In this commentary, I will examine Astrotech Corporation’s (NASDAQ:ASTC) latest earnings update (30 September 2017) and compare these figures against its performance over the past couple of years, as well as how the rest of the aerospace and defense industry performed. As an investor, I find it beneficial to assess ASTC’s trend over the short-to-medium term in order to gauge whether or not the company is able to meet its goals, and ultimately sustainably grow over time. See our latest analysis for ASTC
How ASTC fared against its long-term earnings performance and its industry
I look at data from the most recent 12 months, which either annualizes the most recent 6-month earnings update, or in some cases, the most recent annual report is already the latest available financial data. This technique allows me to assess various companies on a similar basis, using the latest information. For Astrotech, the latest twelve-month earnings -$11.2M, which, relative to the prior year’s figure, has become less negative.

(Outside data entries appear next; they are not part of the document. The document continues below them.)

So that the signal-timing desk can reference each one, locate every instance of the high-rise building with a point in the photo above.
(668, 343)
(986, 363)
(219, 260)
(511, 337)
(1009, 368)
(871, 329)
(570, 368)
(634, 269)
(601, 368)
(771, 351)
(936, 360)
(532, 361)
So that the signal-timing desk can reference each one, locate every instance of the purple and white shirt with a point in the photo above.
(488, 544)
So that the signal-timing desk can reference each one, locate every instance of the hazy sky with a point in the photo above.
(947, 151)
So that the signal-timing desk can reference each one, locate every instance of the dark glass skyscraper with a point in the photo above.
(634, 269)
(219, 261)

Given that these values may be somewhat short-term, I have created an annualized five-year figure for Astrotech’s earnings, which stands at -$6.8M. This suggests that, Astrotech has historically performed better than recently, despite the fact that it seems like earnings are now heading back towards a more favorable position once more.
Additionally, we can analyze Astrotech’s loss by researching what’s going on in the industry along with within the company. Initially, I want to briefly look into the line items. Revenue growth over last few years has been negative at -38.05%. The key to profitability here is to make sure the company’s cost growth is well-managed. Eyeballing growth from a sector-level, the US aerospace and defense industry has been growing its average earnings by double-digit 13.47% over the prior twelve months, and a less exciting 4.24% over the previous few years. This shows that, though Astrotech is presently loss-making, it may have benefited from industry tailwinds, moving earnings in the right direction.
What does this mean?
Astrotech’s track record can be a valuable insight into its earnings performance, but it certainly doesn’t tell the whole story. Companies that incur net loss is always difficult to predict what will happen in the future and when. The most useful step is to assess company-specific issues Astrotech may be facing and whether management guidance has regularly been met in the past. I suggest you continue to research Astrotech to get a better picture of the stock by looking at:
1. Financial Health: Is ASTC’s operations financially sustainable? Balance sheets can be hard to analyze, which is why we’ve done it for you. Check out our financial health checks here.
2. Other High-Performing Stocks: Are there other stocks that provide better prospects with proven track records? Explore our free list of these great stocks here.
NB: Figures in this article are calculated using data from the last twelve months, which refer to the 12-month period ending on the last date of the month the financial statement is dated. This may not be consistent with full year annual report figures.
To help readers see pass the short term volatility of the financial market, we aim to bring you a long-term focused research analysis purely driven by fundamental data. Note that our analysis does not factor in the latest price sensitive company announcements.
The author is an independent contributor and at the time of publication had no position in the stocks mentioned.